How does VAT work in B2B between EU countries?
The sale of goods or services between companies (B2B) in different EU countries and sales to consumers (B2C) are taxed under different rules.
In B2B transactions (B2B) between companies that have a valid EU VAT number, when a company from one EU country sells goods or services to a company in another EU country, the seller does not charge VAT. Instead, the buyer self-assesses and declares the VAT in their local VAT return. This is known as the reverse charge mechanism. In such transactions, VAT is not actually transferred to the budget at the moment of sale.
If the seller does not have a valid EU VAT number, they are not permitted to issue invoices within the EU. For such transactions, the tax authority may assess VAT and apply penalties. If the buyer does not have a VAT number, the seller must charge their domestic VAT, and the buyer will not be able to claim an input VAT credit in their country or recover the VAT paid.
A company from one EU country (for example, Poland) sells goods or services to a company in another EU country (for example, Germany). The seller:
- Checks the buyer’s VAT number in the VIES database
- If the number is valid, it issues an invoice without VAT (reverse charge)
- Reports the transaction in its VAT return and in the EU recapitulative statement (VIES return)
A company from one EU country (for example, Poland) sells goods or services to a company in another EU country (for example, Italy), but the buyer does not have a valid VAT number. In this case, the Polish company must charge Polish VAT (23%) on the invoice amount.
How does VAT work in B2C between EU countries?
For B2C sales in the EU (to end consumers without a VAT number), the VAT rate is determined by the buyer’s country, not the seller’s country.
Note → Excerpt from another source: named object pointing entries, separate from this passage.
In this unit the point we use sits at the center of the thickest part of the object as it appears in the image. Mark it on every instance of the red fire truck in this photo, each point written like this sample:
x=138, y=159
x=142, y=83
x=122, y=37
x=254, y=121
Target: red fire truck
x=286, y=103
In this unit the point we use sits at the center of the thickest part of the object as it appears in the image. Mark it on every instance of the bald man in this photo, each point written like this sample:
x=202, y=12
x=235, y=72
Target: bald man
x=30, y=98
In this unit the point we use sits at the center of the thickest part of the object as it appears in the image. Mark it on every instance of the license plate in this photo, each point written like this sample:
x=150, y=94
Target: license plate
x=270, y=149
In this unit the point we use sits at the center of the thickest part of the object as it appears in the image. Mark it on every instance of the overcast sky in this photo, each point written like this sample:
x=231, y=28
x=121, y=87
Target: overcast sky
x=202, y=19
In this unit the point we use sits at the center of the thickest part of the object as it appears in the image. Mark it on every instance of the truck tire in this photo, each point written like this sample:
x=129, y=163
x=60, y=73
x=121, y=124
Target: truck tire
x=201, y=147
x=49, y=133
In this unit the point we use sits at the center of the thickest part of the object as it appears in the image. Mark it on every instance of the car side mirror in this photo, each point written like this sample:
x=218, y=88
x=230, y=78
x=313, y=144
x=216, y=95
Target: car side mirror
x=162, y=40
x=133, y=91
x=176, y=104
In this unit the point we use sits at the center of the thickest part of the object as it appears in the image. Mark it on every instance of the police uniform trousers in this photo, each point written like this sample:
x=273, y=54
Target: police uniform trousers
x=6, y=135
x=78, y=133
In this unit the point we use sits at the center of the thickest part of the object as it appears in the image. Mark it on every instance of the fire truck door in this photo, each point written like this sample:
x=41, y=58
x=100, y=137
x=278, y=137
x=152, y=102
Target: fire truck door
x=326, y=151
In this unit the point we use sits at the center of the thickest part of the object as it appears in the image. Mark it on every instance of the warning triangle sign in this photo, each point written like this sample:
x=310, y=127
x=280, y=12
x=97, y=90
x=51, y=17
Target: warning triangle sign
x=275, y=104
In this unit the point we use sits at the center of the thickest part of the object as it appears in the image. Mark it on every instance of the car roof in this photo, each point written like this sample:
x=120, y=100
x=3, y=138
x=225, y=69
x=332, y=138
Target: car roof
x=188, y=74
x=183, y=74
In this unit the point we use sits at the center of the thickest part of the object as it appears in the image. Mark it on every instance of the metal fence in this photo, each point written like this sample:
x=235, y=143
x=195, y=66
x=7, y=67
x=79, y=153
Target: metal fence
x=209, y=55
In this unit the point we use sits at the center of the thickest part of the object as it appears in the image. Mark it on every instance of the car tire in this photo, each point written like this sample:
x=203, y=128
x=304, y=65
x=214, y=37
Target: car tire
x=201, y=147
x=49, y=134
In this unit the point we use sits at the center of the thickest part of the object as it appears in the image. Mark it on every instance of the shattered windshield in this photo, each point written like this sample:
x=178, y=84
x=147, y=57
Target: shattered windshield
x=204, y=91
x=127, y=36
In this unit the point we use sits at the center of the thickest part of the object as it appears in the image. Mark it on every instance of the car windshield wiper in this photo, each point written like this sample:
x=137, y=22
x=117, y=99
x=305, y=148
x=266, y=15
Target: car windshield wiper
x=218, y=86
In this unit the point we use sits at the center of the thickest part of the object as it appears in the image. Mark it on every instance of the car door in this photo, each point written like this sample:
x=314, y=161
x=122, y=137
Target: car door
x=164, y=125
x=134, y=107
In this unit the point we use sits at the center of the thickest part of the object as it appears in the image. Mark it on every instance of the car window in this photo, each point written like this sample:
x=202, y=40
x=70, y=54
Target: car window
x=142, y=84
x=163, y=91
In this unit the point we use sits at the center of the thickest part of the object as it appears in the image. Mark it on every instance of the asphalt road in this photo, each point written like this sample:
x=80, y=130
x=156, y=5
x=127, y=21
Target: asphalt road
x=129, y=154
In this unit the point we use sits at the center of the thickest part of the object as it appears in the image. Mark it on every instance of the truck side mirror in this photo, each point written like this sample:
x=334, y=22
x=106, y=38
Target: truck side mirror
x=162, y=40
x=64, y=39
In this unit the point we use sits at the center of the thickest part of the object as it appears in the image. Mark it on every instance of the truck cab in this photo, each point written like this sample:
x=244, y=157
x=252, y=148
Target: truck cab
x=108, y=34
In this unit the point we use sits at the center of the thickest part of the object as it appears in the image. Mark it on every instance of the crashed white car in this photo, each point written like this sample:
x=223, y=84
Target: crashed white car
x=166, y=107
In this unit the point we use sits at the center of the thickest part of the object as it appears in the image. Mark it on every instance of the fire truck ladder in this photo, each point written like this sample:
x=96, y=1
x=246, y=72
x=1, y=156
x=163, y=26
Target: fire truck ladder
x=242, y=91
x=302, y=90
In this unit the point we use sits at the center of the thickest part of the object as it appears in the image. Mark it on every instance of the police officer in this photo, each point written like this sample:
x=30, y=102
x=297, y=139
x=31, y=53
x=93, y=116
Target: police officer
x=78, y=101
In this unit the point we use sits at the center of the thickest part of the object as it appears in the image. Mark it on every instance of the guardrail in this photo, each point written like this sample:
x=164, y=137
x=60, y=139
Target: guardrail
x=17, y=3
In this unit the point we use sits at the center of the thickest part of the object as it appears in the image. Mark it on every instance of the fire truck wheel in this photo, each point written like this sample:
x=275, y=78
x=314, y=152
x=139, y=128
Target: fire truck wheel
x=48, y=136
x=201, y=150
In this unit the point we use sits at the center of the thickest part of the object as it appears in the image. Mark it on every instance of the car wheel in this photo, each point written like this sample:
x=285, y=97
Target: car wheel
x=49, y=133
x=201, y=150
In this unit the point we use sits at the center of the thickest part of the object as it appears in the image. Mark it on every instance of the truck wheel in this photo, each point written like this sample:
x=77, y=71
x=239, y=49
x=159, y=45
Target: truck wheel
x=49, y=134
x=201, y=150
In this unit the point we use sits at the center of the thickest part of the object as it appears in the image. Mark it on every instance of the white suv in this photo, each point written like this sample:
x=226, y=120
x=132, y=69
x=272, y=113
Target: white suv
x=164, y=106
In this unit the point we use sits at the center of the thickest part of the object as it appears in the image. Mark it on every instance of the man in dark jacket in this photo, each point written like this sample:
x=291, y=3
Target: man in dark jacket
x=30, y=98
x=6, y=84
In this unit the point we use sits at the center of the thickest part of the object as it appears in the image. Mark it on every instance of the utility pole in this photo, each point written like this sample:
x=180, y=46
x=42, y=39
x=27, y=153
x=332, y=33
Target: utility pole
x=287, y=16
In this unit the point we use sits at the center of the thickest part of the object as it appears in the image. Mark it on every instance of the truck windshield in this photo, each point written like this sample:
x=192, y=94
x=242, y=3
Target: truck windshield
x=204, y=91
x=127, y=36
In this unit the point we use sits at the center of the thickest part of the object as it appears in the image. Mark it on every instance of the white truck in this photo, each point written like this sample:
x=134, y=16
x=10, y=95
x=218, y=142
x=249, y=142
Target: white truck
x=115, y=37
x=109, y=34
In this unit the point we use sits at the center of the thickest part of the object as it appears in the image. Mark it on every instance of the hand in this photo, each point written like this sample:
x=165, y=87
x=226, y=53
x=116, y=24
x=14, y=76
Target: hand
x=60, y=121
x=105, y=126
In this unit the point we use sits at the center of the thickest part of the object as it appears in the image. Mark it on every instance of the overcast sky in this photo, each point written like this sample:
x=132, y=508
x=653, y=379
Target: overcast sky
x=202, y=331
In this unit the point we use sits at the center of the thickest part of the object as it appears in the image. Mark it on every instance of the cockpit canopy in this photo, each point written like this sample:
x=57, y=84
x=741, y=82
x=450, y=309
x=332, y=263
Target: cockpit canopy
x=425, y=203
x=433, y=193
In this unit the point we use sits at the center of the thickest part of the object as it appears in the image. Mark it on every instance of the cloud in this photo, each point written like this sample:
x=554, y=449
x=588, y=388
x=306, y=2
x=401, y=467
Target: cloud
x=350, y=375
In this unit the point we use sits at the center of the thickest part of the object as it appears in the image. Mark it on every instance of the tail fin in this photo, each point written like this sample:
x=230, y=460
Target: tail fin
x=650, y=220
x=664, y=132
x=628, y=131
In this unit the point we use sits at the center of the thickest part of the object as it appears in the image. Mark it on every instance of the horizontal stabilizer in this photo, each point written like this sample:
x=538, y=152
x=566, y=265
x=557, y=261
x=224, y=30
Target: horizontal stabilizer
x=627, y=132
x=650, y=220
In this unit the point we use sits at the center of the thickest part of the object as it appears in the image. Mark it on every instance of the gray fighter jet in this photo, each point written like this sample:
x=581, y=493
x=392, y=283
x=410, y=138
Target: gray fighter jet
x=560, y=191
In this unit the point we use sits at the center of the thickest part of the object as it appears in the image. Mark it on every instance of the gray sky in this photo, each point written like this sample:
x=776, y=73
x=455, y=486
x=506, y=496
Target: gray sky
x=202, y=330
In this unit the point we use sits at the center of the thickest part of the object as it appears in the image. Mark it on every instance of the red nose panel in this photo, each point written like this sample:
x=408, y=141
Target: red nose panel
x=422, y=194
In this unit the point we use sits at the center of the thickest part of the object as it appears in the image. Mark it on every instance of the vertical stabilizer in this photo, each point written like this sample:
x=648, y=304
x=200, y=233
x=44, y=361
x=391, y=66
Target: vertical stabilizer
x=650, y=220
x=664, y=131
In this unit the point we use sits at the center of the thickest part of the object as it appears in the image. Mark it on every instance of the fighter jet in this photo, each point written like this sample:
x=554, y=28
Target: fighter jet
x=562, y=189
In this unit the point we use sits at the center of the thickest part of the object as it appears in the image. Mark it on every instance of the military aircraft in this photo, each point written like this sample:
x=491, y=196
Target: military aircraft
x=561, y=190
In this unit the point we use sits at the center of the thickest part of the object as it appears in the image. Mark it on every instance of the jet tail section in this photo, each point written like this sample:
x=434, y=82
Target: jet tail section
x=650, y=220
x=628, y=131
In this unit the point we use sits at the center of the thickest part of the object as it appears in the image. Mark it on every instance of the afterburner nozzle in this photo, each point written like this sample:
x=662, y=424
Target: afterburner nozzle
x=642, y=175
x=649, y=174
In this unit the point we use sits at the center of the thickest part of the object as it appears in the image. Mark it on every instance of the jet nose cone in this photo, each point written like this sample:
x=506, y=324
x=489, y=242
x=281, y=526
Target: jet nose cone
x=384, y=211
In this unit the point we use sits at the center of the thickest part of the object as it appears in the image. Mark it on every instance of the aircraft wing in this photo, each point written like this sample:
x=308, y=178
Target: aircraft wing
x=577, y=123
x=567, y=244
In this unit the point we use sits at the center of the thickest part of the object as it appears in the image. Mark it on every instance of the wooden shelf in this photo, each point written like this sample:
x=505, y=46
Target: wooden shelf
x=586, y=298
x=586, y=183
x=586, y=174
If a company sells goods or services to end consumers in different EU countries, it must pay VAT in the country where the buyer is located. For example, a company in Poland selling to customers in France, Germany, or Spain must charge VAT at the applicable rates in those countries. This applies to electronic services (SaaS, online courses, digital products) and goods (e-commerce).
If the sale physically takes place within the seller’s jurisdiction, VAT is applied in that same jurisdiction. VAT collected from B2C customers in other countries must be paid to the tax authority of the buyer’s country. Previously, companies had to register for VAT in every EU country where they made sales. Now, the simplified OSS (One Stop Shop) scheme allows businesses to register once in their home country and declare and pay VAT owed to other EU countries through a single system. The buyer’s country is determined using the information provided by the customer or through automatic verification based on payment or other relevant data.
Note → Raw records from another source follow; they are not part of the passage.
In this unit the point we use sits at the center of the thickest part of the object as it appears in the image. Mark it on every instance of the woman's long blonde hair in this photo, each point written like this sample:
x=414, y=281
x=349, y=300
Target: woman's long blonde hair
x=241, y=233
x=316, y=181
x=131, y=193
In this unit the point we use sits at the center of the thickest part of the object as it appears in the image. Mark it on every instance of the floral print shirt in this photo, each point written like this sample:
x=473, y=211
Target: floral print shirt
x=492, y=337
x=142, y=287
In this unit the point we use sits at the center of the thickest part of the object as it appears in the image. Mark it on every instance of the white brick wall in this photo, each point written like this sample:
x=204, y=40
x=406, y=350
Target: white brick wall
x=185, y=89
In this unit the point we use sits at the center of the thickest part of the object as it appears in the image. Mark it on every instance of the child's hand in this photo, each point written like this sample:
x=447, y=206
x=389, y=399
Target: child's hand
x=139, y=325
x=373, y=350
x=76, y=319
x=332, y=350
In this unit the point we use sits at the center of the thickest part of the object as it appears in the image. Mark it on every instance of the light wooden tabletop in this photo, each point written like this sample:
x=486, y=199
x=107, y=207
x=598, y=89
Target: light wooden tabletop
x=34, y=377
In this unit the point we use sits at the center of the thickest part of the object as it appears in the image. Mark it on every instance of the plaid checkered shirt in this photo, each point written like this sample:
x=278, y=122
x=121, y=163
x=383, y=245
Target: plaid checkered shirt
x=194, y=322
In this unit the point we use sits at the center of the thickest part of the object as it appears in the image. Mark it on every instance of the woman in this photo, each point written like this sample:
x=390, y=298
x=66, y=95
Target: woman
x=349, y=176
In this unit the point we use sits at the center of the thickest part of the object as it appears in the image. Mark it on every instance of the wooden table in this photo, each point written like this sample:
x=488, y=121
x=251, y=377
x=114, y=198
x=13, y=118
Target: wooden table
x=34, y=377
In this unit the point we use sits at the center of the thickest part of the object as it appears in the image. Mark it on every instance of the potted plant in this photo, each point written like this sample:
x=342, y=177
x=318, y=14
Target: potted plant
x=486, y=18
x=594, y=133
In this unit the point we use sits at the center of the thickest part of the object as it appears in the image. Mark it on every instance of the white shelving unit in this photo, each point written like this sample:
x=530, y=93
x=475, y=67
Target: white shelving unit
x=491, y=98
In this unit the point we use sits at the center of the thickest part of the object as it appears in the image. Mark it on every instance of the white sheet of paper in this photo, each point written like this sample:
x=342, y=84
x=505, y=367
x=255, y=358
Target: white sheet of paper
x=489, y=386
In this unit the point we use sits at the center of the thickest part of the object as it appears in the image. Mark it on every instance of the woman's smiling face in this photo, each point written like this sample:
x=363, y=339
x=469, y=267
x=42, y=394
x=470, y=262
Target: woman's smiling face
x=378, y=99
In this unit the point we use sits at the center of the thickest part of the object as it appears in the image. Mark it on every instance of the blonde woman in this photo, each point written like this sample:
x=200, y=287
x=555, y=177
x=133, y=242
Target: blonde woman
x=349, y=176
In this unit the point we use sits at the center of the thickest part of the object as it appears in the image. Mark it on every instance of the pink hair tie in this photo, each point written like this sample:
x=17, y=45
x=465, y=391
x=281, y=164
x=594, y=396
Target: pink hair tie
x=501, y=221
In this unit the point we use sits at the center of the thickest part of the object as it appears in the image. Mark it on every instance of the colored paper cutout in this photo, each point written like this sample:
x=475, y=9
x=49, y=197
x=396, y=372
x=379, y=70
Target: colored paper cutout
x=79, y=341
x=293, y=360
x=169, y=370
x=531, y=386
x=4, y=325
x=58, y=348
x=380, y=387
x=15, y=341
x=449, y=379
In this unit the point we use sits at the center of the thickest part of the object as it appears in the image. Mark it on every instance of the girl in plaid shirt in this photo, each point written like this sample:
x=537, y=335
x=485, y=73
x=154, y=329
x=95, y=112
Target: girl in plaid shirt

Current VAT rates in Europe for 2025
Country/Region | Standard rate | Country/Region | Standard rate |
Albania | 20 | Ireland | 23 |
Austria | 20 | Iceland | 24 |
Bosnia & Herzegovina | 17 | Italy | 22 |
Belgium | 21 | Lithuania | 21 |
Bulgaria | 20 | Luxembourg | 17 |
Switzerland | 8,1 | Latvia | 21 |
Cyprus | 19 | Moldova | 20 |
Czech | 21 | Malta | 18 |
Germany | 19 | Netherlands | 21 |
Denmark | 25 | Norway | 25 |
Estonia | 24 | Poland | 23 |
Greece | 24 | Portugal | 23 |
Spain | 21 | Romania | 21 |
Finland | 25,5 | Serbia | 20 |
France | 20 | Sweden | 25 |
United Kingdom | 20 | Slovenia | 22 |
Croatia | 25 | Slovakia | 23 |
Hungary | 27 | Ukraine | 20 |
VAT in the EU for electronic services
Between 2017 and 2019, the EU Directive 2017/2455 established rules for applying VAT to electronic services. Because of this, marketplaces may be responsible for collecting VAT, so both sellers and platforms monitor these processes. For example, marketplaces implement mechanisms to determine the customer’s country to apply the correct VAT rate.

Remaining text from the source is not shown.